Same Problem when I try it on google colab.
from transformers import MT5ForConditionalGeneration, MT5Tokenizer
model_size = "small"
model_name = f"persiannlp/mt5-{model_size}-parsinlu-translation_en_fa"
tokenizer = MT5Tokenizer.from_pretrained(model_name)
model = MT5ForConditionalGeneration.from_pretrained(model_name)
def run_model(input_string, **generator_args):
input_ids = tokenizer.encode(input_string, return_tensors="pt")
print(input_ids)
print(len(input_ids[0]))
res = model.generate(input_ids, **generator_args)
print(res)
print(len(res[0]))
output = tokenizer.batch_decode(res, skip_special_tokens=True)
print(output)
sent = "The Iran–Iraq War was a protracted armed conflict that began on 22 September 1980 with a full-scale invasion of Iran by neighbouring Iraq. The war lasted for almost eight years, and ended in a stalemate on 20 August 1988, when Iran accepted Resolution 598 of the United Nations Security Council."
run_model(sent)
Result:
tensor([[ 486, 19255, 1326, 36986, 4576, 639, 259, 262, 731,
99155, 345, 259, 178869, 31320, 533, 390, 2739, 351,
1024, 3258, 17522, 514, 259, 262, 3622, 264, 31749,
259, 154171, 304, 19255, 455, 259, 134309, 347, 259,
36986, 260, 486, 2381, 3167, 345, 332, 259, 262,
28746, 49889, 3127, 261, 305, 259, 57830, 281, 259,
262, 28604, 79328, 351, 628, 3155, 18494, 261, 259,
1909, 19255, 12004, 345, 259, 91698, 147677, 304, 287,
4248, 259, 35577, 19004, 28996, 260, 1]])
79
tensor([[ 0, 10948, 4379, 341, 259, 35125, 343, 2665, 259, 11783,
376, 259, 22838, 7244, 85200, 33040, 376, 3418, 934, 509]])
20
['جنگ ایران و عراق، یک حمله طولانی مسلحانه بود که در']

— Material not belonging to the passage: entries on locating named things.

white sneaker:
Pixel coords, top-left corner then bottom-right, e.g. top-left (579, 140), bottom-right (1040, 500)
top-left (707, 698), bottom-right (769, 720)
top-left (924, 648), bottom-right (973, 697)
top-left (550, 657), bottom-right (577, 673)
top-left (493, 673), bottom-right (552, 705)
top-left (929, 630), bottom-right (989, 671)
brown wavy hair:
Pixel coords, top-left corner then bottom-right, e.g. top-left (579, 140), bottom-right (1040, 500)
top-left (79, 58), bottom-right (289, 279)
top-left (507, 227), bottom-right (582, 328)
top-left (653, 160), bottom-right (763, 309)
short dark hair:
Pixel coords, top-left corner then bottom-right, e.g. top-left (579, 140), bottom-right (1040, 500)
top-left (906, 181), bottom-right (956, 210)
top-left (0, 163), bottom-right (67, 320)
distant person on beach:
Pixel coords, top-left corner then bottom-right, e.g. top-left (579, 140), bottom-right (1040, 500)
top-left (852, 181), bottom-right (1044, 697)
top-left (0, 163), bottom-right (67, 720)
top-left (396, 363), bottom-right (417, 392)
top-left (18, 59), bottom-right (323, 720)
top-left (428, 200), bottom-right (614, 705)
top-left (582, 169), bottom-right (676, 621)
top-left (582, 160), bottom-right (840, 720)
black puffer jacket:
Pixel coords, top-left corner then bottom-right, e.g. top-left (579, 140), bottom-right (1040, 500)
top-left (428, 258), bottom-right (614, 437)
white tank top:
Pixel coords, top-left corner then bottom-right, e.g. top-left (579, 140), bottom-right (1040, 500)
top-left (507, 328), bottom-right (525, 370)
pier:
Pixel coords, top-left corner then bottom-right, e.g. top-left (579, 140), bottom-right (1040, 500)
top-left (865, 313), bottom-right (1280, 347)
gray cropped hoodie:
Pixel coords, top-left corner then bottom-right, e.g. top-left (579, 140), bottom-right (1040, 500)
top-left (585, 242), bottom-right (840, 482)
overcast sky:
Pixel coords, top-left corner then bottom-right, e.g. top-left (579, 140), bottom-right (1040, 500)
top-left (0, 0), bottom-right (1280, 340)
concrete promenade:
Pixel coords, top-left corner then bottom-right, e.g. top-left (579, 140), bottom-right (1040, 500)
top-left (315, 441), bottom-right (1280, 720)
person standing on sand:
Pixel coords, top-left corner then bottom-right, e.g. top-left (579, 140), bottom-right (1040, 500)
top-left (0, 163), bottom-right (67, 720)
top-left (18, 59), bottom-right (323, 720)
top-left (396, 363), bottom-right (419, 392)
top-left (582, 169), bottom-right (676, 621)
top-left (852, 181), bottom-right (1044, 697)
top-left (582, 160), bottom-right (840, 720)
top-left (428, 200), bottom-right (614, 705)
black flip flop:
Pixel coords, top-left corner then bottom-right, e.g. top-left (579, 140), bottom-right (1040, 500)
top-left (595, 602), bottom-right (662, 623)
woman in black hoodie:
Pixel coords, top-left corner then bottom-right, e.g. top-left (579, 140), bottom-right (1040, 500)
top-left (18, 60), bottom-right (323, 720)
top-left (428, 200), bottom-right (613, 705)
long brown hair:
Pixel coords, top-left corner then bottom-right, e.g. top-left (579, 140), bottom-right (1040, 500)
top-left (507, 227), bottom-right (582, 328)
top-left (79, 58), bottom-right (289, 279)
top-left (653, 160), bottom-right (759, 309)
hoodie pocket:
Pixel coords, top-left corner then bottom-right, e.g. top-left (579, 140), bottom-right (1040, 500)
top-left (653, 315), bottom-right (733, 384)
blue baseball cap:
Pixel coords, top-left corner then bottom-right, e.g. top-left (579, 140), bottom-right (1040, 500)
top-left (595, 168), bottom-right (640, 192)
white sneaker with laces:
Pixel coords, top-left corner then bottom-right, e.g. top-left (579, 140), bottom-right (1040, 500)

You can see the the tokenizer is doing a good job but the model is really limiting the output length. A work around is to add max_length
to the model arguments so it generates more tokens:
def run_model(input_string, **generator_args):
input_ids = tokenizer.encode(input_string, return_tensors="pt")
print(input_ids)
print(len(input_ids[0]))
res = model.generate(input_ids, max_length=100, **generator_args)
print(res)
print(len(res[0]))
output = tokenizer.batch_decode(res, skip_special_tokens=True)
print(output)
Result:
tensor([[ 486, 19255, 1326, 36986, 4576, 639, 259, 262, 731,
99155, 345, 259, 178869, 31320, 533, 390, 2739, 351,
1024, 3258, 17522, 514, 259, 262, 3622, 264, 31749,
259, 154171, 304, 19255, 455, 259, 134309, 347, 259,
36986, 260, 486, 2381, 3167, 345, 332, 259, 262,
28746, 49889, 3127, 261, 305, 259, 57830, 281, 259,
262, 28604, 79328, 351, 628, 3155, 18494, 261, 259,
1909, 19255, 12004, 345, 259, 91698, 147677, 304, 287,
4248, 259, 35577, 19004, 28996, 260, 1]])
79
tensor([[ 0, 10948, 4379, 341, 259, 35125, 343, 2665, 259,
11783, 376, 259, 22838, 7244, 85200, 33040, 376, 3418,
934, 509, 1024, 15140, 636, 68820, 18430, 122748, 768,
2741, 130744, 8878, 572, 695, 4379, 554, 259, 13361,
259, 35125, 259, 17213, 3164, 260, 10948, 22625, 59491,
259, 37033, 3037, 259, 22838, 20275, 1555, 341, 509,
3939, 2408, 259, 27895, 48129, 153840, 259, 26598, 259,
14594, 343, 259, 5143, 406, 4379, 259, 9898, 259,
13727, 1845, 14727, 6916, 572, 916, 259, 30887, 3716,
260, 1]])
83
['جنگ ایران و عراق، یک حمله طولانی مسلحانه بود که در 22 سپتامبر ۲۰۸۰ با تهاجم کامل از ایران به توسط عراق شروع شد. جنگ تقریبا هشت سال طول کشید و در بیست اوت ۱۹۸۸ پایان یافت، وقتی ایران مجلس امنیت سازمان ملل را قبول کرد.']
max_length
is None
by default so there should not be any limit to how many tokens the model generate so I am not sure why this problem exists in the first place.